The Yankees fell behind 0-2 in the ALCS with a 3-0 loss, which was not the scenario they would want heading into Game 3 Tuesday night at Detroit against Justin Verlander, the 2011 American League Most Valuable Player and Cy Young Award winner and a Cy Young Award candidate in 2012 as well.

The Yanks need a big game from Phil Hughes like the strong effort he gave them in Game 4 of the AL Division Series against the Orioles to get back into this series. That will not be enough, however. The Yankees have gotten above-average work from their starting pitchers during the postseason. Hiroki Kuroda was the latest example Sunday. He flirted with a perfect game for five innings, and those two runs in the eighth that were charged to his record were definitely tainted.

Yankees starters in the seven postseason games have pitched to a 2.33 ERA in 54 innings, but their record is a combined 2-2 with three no-decisions, due primarily to scant run support. The Yankees have scored 11 runs from the ninth inning on in postseason play but only nine runs in innings one through eight. They have been shut out in the first eight innings of both games in the ALCS and were flat-out shut out in Game 2.

It was not the sort of game the Yankees wanted the day after losing their captain, Derek Jeter, for the rest of the year to an ankle injury. Jayson Nix did a nice job in the field at shortstop but was 0-for-3 at the plate. I am not singling him out by any means. If the Yankees need Jayson Nix to save their season, they are in more trouble than they think they are.

Robinson Cano, who was at the center of the two baseline calls the past two games at Yankee Stadium, had his hitless streak reach 26 at-bats, the longest in postseason history, and only five of those outs have gone to the outfield. In Game 1, Cano was called out on a rally-killing double play in the second inning when replays indicated he beat the throw.

With the margin of error so miniscule, plays such as the one in the eighth inning Sunday become magnified, to the point that a manager got himself ejected. Kuroda got the first two outs on strikeouts before Omar Infante singled to center. Austin Jackson followed with a single to right. Nick Swisher, detecting that Infante had made a wide turn around second but had changed his mind about going to third, threw behind the runner. Second base umpire Jeff Nelson ruled that Infante was safe getting back to second, but replays clearly showed that Cano had tagged Infante near his chest before he touched the bag. The Tigers added tag-on runs with singles by rookie Avisail Garcia off Boone Logan and Triple Crown champ Miguel Cabrera off Joba Chamberlain.

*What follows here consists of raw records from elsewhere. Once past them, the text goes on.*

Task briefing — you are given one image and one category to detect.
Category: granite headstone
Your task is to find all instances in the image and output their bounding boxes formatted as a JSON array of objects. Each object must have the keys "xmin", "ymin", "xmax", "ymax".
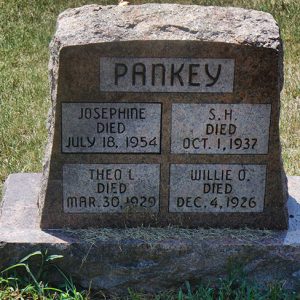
[{"xmin": 39, "ymin": 4, "xmax": 287, "ymax": 229}]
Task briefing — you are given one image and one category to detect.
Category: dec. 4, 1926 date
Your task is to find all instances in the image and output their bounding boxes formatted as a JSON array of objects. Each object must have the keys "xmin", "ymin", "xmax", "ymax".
[{"xmin": 176, "ymin": 196, "xmax": 257, "ymax": 211}]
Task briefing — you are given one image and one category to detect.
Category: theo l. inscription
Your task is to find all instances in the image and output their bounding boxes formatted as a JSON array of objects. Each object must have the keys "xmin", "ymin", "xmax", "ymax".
[
  {"xmin": 169, "ymin": 164, "xmax": 266, "ymax": 213},
  {"xmin": 100, "ymin": 57, "xmax": 234, "ymax": 93},
  {"xmin": 171, "ymin": 104, "xmax": 271, "ymax": 154},
  {"xmin": 63, "ymin": 164, "xmax": 160, "ymax": 213},
  {"xmin": 62, "ymin": 103, "xmax": 161, "ymax": 153}
]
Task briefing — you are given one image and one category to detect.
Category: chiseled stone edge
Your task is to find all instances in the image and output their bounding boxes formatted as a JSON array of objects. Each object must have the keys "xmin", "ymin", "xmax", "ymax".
[
  {"xmin": 38, "ymin": 4, "xmax": 286, "ymax": 225},
  {"xmin": 0, "ymin": 174, "xmax": 300, "ymax": 295}
]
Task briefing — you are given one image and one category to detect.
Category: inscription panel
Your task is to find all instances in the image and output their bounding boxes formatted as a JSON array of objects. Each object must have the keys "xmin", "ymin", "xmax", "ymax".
[
  {"xmin": 63, "ymin": 164, "xmax": 160, "ymax": 213},
  {"xmin": 100, "ymin": 57, "xmax": 234, "ymax": 93},
  {"xmin": 169, "ymin": 164, "xmax": 266, "ymax": 213},
  {"xmin": 171, "ymin": 104, "xmax": 271, "ymax": 154},
  {"xmin": 62, "ymin": 103, "xmax": 161, "ymax": 153}
]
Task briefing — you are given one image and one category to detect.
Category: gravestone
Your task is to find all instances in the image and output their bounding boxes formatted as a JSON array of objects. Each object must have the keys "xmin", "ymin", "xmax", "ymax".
[{"xmin": 39, "ymin": 4, "xmax": 287, "ymax": 229}]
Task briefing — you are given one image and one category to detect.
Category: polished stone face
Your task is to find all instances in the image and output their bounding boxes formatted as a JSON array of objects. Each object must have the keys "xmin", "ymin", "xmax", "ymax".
[
  {"xmin": 63, "ymin": 164, "xmax": 160, "ymax": 213},
  {"xmin": 171, "ymin": 104, "xmax": 271, "ymax": 155},
  {"xmin": 62, "ymin": 102, "xmax": 161, "ymax": 153},
  {"xmin": 100, "ymin": 57, "xmax": 234, "ymax": 93},
  {"xmin": 39, "ymin": 4, "xmax": 287, "ymax": 229},
  {"xmin": 169, "ymin": 164, "xmax": 266, "ymax": 213}
]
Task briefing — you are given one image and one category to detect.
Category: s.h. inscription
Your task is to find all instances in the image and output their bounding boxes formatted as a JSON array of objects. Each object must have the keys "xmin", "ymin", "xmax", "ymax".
[
  {"xmin": 61, "ymin": 103, "xmax": 161, "ymax": 153},
  {"xmin": 63, "ymin": 164, "xmax": 160, "ymax": 213},
  {"xmin": 169, "ymin": 164, "xmax": 266, "ymax": 213},
  {"xmin": 100, "ymin": 57, "xmax": 234, "ymax": 93},
  {"xmin": 171, "ymin": 104, "xmax": 271, "ymax": 154}
]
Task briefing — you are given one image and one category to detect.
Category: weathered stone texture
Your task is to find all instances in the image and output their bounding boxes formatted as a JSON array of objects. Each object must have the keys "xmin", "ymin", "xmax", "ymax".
[
  {"xmin": 0, "ymin": 174, "xmax": 300, "ymax": 295},
  {"xmin": 39, "ymin": 4, "xmax": 287, "ymax": 229}
]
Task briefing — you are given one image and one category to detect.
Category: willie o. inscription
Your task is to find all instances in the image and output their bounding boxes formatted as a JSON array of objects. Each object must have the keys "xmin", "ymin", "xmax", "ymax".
[
  {"xmin": 171, "ymin": 104, "xmax": 271, "ymax": 154},
  {"xmin": 62, "ymin": 103, "xmax": 161, "ymax": 153},
  {"xmin": 100, "ymin": 57, "xmax": 234, "ymax": 93},
  {"xmin": 169, "ymin": 164, "xmax": 266, "ymax": 213},
  {"xmin": 63, "ymin": 164, "xmax": 160, "ymax": 213}
]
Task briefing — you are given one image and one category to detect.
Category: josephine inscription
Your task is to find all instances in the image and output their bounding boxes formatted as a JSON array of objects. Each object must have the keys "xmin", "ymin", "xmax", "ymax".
[
  {"xmin": 100, "ymin": 57, "xmax": 234, "ymax": 93},
  {"xmin": 63, "ymin": 164, "xmax": 160, "ymax": 213},
  {"xmin": 62, "ymin": 103, "xmax": 161, "ymax": 153},
  {"xmin": 169, "ymin": 164, "xmax": 266, "ymax": 213},
  {"xmin": 171, "ymin": 104, "xmax": 271, "ymax": 154}
]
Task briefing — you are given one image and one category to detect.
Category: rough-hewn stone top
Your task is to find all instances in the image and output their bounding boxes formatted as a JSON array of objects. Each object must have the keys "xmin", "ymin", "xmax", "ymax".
[{"xmin": 53, "ymin": 4, "xmax": 281, "ymax": 49}]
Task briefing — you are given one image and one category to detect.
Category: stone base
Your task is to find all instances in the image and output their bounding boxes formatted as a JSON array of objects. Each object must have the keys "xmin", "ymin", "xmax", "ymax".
[{"xmin": 0, "ymin": 174, "xmax": 300, "ymax": 294}]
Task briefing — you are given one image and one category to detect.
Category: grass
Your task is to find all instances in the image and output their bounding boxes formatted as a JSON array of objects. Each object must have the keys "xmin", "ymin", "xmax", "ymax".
[
  {"xmin": 0, "ymin": 251, "xmax": 300, "ymax": 300},
  {"xmin": 0, "ymin": 0, "xmax": 300, "ymax": 192},
  {"xmin": 0, "ymin": 0, "xmax": 300, "ymax": 300}
]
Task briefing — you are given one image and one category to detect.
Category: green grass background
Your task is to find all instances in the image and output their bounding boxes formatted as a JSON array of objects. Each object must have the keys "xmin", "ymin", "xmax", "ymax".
[{"xmin": 0, "ymin": 0, "xmax": 300, "ymax": 190}]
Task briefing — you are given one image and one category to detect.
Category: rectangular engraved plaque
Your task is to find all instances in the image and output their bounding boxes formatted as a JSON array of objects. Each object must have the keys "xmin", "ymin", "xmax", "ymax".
[
  {"xmin": 171, "ymin": 104, "xmax": 271, "ymax": 154},
  {"xmin": 100, "ymin": 57, "xmax": 234, "ymax": 93},
  {"xmin": 63, "ymin": 164, "xmax": 160, "ymax": 213},
  {"xmin": 61, "ymin": 103, "xmax": 161, "ymax": 153},
  {"xmin": 169, "ymin": 164, "xmax": 266, "ymax": 213}
]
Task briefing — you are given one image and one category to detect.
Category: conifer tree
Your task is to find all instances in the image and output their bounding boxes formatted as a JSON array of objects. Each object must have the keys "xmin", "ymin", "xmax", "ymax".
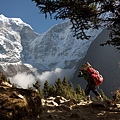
[
  {"xmin": 43, "ymin": 80, "xmax": 50, "ymax": 98},
  {"xmin": 33, "ymin": 81, "xmax": 42, "ymax": 97},
  {"xmin": 55, "ymin": 78, "xmax": 63, "ymax": 96},
  {"xmin": 62, "ymin": 77, "xmax": 68, "ymax": 88}
]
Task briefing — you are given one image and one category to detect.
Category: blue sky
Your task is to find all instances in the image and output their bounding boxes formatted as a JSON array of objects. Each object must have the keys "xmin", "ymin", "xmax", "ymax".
[{"xmin": 0, "ymin": 0, "xmax": 64, "ymax": 34}]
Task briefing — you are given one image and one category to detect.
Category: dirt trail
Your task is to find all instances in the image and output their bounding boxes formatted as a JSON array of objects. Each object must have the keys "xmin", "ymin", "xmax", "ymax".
[{"xmin": 43, "ymin": 102, "xmax": 120, "ymax": 120}]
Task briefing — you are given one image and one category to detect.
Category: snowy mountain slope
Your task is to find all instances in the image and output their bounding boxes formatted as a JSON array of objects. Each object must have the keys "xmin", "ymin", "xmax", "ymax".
[{"xmin": 0, "ymin": 15, "xmax": 102, "ymax": 77}]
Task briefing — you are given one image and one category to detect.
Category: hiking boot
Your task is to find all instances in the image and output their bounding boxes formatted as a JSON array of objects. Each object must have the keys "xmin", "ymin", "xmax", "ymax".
[
  {"xmin": 86, "ymin": 95, "xmax": 91, "ymax": 103},
  {"xmin": 97, "ymin": 95, "xmax": 103, "ymax": 101}
]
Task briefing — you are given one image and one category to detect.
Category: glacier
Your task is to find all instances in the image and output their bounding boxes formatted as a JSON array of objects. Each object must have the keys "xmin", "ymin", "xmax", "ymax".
[{"xmin": 0, "ymin": 15, "xmax": 102, "ymax": 87}]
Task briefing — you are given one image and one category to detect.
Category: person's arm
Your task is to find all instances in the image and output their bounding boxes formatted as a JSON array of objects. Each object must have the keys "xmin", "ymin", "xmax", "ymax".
[{"xmin": 78, "ymin": 70, "xmax": 84, "ymax": 77}]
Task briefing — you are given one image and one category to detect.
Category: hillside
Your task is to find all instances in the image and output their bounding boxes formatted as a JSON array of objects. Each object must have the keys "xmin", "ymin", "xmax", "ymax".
[
  {"xmin": 71, "ymin": 30, "xmax": 120, "ymax": 97},
  {"xmin": 0, "ymin": 82, "xmax": 120, "ymax": 120}
]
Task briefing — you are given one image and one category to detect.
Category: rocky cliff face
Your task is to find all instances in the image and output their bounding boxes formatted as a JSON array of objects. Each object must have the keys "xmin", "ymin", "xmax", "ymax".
[
  {"xmin": 0, "ymin": 15, "xmax": 101, "ymax": 74},
  {"xmin": 72, "ymin": 30, "xmax": 120, "ymax": 97}
]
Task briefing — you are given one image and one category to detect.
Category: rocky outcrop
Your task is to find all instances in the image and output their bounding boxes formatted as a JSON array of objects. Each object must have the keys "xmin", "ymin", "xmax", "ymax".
[{"xmin": 0, "ymin": 82, "xmax": 42, "ymax": 120}]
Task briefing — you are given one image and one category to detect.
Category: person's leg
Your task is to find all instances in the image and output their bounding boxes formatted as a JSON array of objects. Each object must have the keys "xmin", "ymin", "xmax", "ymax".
[
  {"xmin": 85, "ymin": 84, "xmax": 91, "ymax": 102},
  {"xmin": 91, "ymin": 84, "xmax": 103, "ymax": 100}
]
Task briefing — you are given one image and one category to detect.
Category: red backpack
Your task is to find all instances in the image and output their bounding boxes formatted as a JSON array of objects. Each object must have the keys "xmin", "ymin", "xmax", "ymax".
[{"xmin": 87, "ymin": 67, "xmax": 103, "ymax": 86}]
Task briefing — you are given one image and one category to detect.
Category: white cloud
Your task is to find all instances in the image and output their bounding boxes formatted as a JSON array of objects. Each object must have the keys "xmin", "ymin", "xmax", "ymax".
[
  {"xmin": 11, "ymin": 68, "xmax": 74, "ymax": 89},
  {"xmin": 11, "ymin": 73, "xmax": 35, "ymax": 89}
]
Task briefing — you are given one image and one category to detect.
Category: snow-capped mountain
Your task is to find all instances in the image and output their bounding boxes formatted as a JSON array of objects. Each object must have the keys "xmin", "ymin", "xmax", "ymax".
[{"xmin": 0, "ymin": 15, "xmax": 102, "ymax": 77}]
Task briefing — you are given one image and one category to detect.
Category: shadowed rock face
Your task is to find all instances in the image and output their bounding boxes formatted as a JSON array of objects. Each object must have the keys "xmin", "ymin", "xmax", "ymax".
[{"xmin": 71, "ymin": 30, "xmax": 120, "ymax": 97}]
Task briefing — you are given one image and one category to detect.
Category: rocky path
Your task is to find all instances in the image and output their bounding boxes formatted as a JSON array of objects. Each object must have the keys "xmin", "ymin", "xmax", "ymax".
[{"xmin": 42, "ymin": 96, "xmax": 120, "ymax": 120}]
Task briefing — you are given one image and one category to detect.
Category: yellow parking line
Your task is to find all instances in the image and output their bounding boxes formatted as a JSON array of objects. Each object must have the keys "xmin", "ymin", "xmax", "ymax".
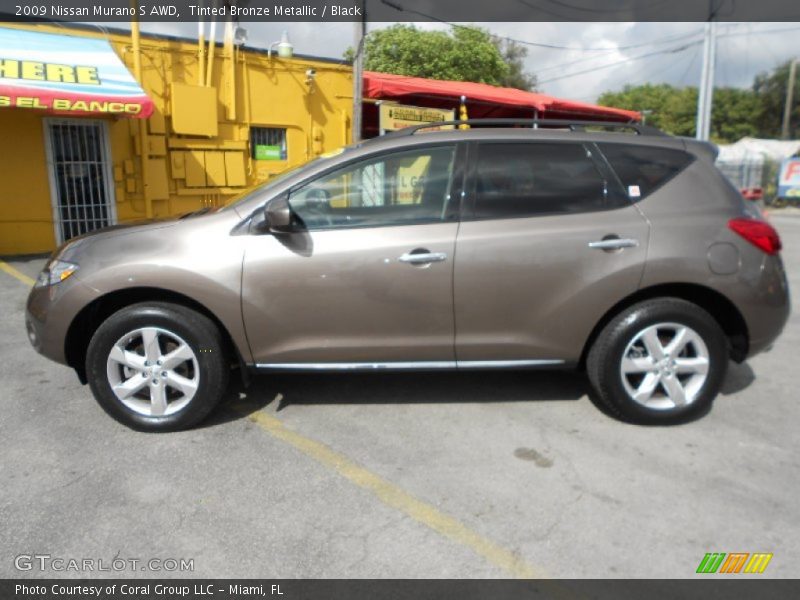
[
  {"xmin": 0, "ymin": 260, "xmax": 36, "ymax": 286},
  {"xmin": 232, "ymin": 404, "xmax": 547, "ymax": 579}
]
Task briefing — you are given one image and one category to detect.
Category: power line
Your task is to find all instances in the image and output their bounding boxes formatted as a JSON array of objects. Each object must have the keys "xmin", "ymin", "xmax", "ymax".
[
  {"xmin": 381, "ymin": 0, "xmax": 712, "ymax": 52},
  {"xmin": 537, "ymin": 27, "xmax": 800, "ymax": 85},
  {"xmin": 536, "ymin": 29, "xmax": 702, "ymax": 75}
]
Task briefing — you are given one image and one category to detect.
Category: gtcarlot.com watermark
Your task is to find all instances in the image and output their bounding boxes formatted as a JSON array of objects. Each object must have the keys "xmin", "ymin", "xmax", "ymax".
[{"xmin": 14, "ymin": 554, "xmax": 194, "ymax": 573}]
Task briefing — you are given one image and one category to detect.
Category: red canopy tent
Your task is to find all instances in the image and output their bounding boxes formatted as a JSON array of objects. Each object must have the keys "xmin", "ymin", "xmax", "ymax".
[{"xmin": 364, "ymin": 71, "xmax": 641, "ymax": 136}]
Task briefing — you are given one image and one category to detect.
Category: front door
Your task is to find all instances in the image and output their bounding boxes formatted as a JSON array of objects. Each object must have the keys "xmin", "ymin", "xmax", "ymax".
[
  {"xmin": 242, "ymin": 145, "xmax": 460, "ymax": 368},
  {"xmin": 454, "ymin": 141, "xmax": 649, "ymax": 365},
  {"xmin": 44, "ymin": 119, "xmax": 116, "ymax": 244}
]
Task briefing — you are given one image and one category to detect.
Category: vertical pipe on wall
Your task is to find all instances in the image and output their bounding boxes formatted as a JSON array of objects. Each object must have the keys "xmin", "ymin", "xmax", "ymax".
[
  {"xmin": 225, "ymin": 20, "xmax": 236, "ymax": 121},
  {"xmin": 197, "ymin": 16, "xmax": 206, "ymax": 85},
  {"xmin": 206, "ymin": 18, "xmax": 217, "ymax": 86},
  {"xmin": 131, "ymin": 0, "xmax": 153, "ymax": 219}
]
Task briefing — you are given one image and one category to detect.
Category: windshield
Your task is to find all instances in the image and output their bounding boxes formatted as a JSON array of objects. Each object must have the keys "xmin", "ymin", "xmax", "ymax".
[{"xmin": 223, "ymin": 148, "xmax": 344, "ymax": 210}]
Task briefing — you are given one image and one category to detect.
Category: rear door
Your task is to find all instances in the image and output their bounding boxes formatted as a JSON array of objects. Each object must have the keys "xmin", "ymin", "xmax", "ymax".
[{"xmin": 454, "ymin": 141, "xmax": 649, "ymax": 366}]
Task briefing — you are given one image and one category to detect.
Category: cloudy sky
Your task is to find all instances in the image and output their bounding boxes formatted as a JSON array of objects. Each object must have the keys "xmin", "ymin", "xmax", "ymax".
[{"xmin": 119, "ymin": 23, "xmax": 800, "ymax": 102}]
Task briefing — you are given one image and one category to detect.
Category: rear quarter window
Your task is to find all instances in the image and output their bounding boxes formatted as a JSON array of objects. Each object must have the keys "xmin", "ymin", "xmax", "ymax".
[{"xmin": 597, "ymin": 143, "xmax": 694, "ymax": 201}]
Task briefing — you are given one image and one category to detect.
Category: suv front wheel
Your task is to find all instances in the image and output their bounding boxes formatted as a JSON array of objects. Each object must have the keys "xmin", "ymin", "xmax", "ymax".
[
  {"xmin": 86, "ymin": 302, "xmax": 229, "ymax": 431},
  {"xmin": 586, "ymin": 298, "xmax": 728, "ymax": 424}
]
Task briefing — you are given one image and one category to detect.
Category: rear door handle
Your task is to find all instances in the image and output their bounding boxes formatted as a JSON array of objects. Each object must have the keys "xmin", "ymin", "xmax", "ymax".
[
  {"xmin": 397, "ymin": 252, "xmax": 447, "ymax": 265},
  {"xmin": 589, "ymin": 238, "xmax": 639, "ymax": 250}
]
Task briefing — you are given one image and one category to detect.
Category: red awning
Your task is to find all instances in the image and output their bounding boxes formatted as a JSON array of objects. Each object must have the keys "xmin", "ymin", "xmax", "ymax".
[{"xmin": 364, "ymin": 71, "xmax": 641, "ymax": 122}]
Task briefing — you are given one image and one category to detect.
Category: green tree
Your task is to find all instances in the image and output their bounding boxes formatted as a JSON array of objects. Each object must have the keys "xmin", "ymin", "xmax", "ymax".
[
  {"xmin": 598, "ymin": 83, "xmax": 760, "ymax": 143},
  {"xmin": 492, "ymin": 37, "xmax": 536, "ymax": 92},
  {"xmin": 345, "ymin": 24, "xmax": 521, "ymax": 85},
  {"xmin": 753, "ymin": 61, "xmax": 800, "ymax": 139}
]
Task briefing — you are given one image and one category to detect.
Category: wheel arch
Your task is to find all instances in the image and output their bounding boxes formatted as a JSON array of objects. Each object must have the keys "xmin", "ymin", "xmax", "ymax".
[
  {"xmin": 579, "ymin": 283, "xmax": 749, "ymax": 368},
  {"xmin": 64, "ymin": 287, "xmax": 247, "ymax": 384}
]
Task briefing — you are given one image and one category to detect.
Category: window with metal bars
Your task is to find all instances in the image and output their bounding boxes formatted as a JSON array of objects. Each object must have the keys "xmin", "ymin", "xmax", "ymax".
[
  {"xmin": 250, "ymin": 127, "xmax": 287, "ymax": 160},
  {"xmin": 48, "ymin": 119, "xmax": 114, "ymax": 243}
]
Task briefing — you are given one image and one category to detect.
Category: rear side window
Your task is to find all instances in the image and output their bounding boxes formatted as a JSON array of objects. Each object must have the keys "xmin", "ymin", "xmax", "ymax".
[
  {"xmin": 475, "ymin": 142, "xmax": 628, "ymax": 219},
  {"xmin": 598, "ymin": 144, "xmax": 693, "ymax": 200}
]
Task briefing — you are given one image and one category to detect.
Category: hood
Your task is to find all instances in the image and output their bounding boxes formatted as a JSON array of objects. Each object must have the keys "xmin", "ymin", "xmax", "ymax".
[{"xmin": 52, "ymin": 217, "xmax": 178, "ymax": 260}]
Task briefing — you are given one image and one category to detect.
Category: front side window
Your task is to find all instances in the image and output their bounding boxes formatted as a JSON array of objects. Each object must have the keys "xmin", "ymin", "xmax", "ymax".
[
  {"xmin": 289, "ymin": 146, "xmax": 455, "ymax": 229},
  {"xmin": 475, "ymin": 142, "xmax": 625, "ymax": 219}
]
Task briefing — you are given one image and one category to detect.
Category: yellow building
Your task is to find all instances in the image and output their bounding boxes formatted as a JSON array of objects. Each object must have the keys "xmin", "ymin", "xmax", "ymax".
[{"xmin": 0, "ymin": 24, "xmax": 352, "ymax": 255}]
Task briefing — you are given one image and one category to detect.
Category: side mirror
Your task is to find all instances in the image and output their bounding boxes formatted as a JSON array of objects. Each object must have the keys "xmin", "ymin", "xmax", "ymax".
[{"xmin": 264, "ymin": 196, "xmax": 294, "ymax": 233}]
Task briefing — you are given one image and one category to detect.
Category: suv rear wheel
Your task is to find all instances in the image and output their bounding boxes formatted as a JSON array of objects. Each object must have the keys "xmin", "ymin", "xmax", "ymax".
[
  {"xmin": 586, "ymin": 298, "xmax": 728, "ymax": 424},
  {"xmin": 86, "ymin": 302, "xmax": 228, "ymax": 431}
]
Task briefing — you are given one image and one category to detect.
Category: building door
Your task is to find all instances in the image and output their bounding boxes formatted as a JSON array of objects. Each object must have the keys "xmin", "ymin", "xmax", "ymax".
[{"xmin": 45, "ymin": 119, "xmax": 116, "ymax": 244}]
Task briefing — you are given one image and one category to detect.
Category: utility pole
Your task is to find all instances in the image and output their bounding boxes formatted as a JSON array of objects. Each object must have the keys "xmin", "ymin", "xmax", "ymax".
[
  {"xmin": 781, "ymin": 58, "xmax": 798, "ymax": 140},
  {"xmin": 695, "ymin": 19, "xmax": 717, "ymax": 141},
  {"xmin": 351, "ymin": 1, "xmax": 367, "ymax": 143}
]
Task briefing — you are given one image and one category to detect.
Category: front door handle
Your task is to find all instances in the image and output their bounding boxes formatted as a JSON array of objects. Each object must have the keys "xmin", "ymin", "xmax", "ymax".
[
  {"xmin": 397, "ymin": 250, "xmax": 447, "ymax": 265},
  {"xmin": 589, "ymin": 237, "xmax": 639, "ymax": 250}
]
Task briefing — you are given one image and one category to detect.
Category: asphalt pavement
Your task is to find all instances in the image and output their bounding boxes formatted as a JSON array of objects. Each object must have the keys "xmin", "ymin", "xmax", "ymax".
[{"xmin": 0, "ymin": 213, "xmax": 800, "ymax": 578}]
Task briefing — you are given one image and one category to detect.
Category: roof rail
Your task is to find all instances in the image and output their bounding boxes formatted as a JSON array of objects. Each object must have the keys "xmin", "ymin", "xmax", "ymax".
[{"xmin": 383, "ymin": 119, "xmax": 667, "ymax": 138}]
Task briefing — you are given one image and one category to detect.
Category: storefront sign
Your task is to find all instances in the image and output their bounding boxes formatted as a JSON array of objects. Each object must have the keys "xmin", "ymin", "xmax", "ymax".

“I don’t have a problem with Jeff’s effort because he hustled to get to the play,” Girardi said. “But in this day and age when we have instant replay available to us, it has got to change. These guys are under tremendous amounts of pressure. It is a tough call for him because the tag is underneath and it’s hard for him to see. And it takes more time to argue and get upset than you get the call right. Too much is at stake. We play 235 days to get to this point, and two calls go against us. We lose it by one run [Saturday] night.

“I’m not saying if Robby Cano is safe, that it changes the game. The outcome may be the same, but I like to take my chances. There is more pressure on the pitchers when it is 1 0 in the eighth inning and your club is hitting than 3 0. It’s a lot easier for a reliever to relax. He knows if he makes one mistake, it is still 3 1. The technology is available. That’s what our country has done. We have evolved technology to make things better.”

All right, the argument about using instant replay more often should be continued, and the issue should be taken seriously. What the Yankees need now more than instant replay is to get some clutch hits or they can forget reaching the World Series.

“We have to make some adjustments,” Girardi said. “We have to take what they give us and find a way to put balls in play when runners are on, and get runners in, and get them over, and do the things that you need to do to score runs.”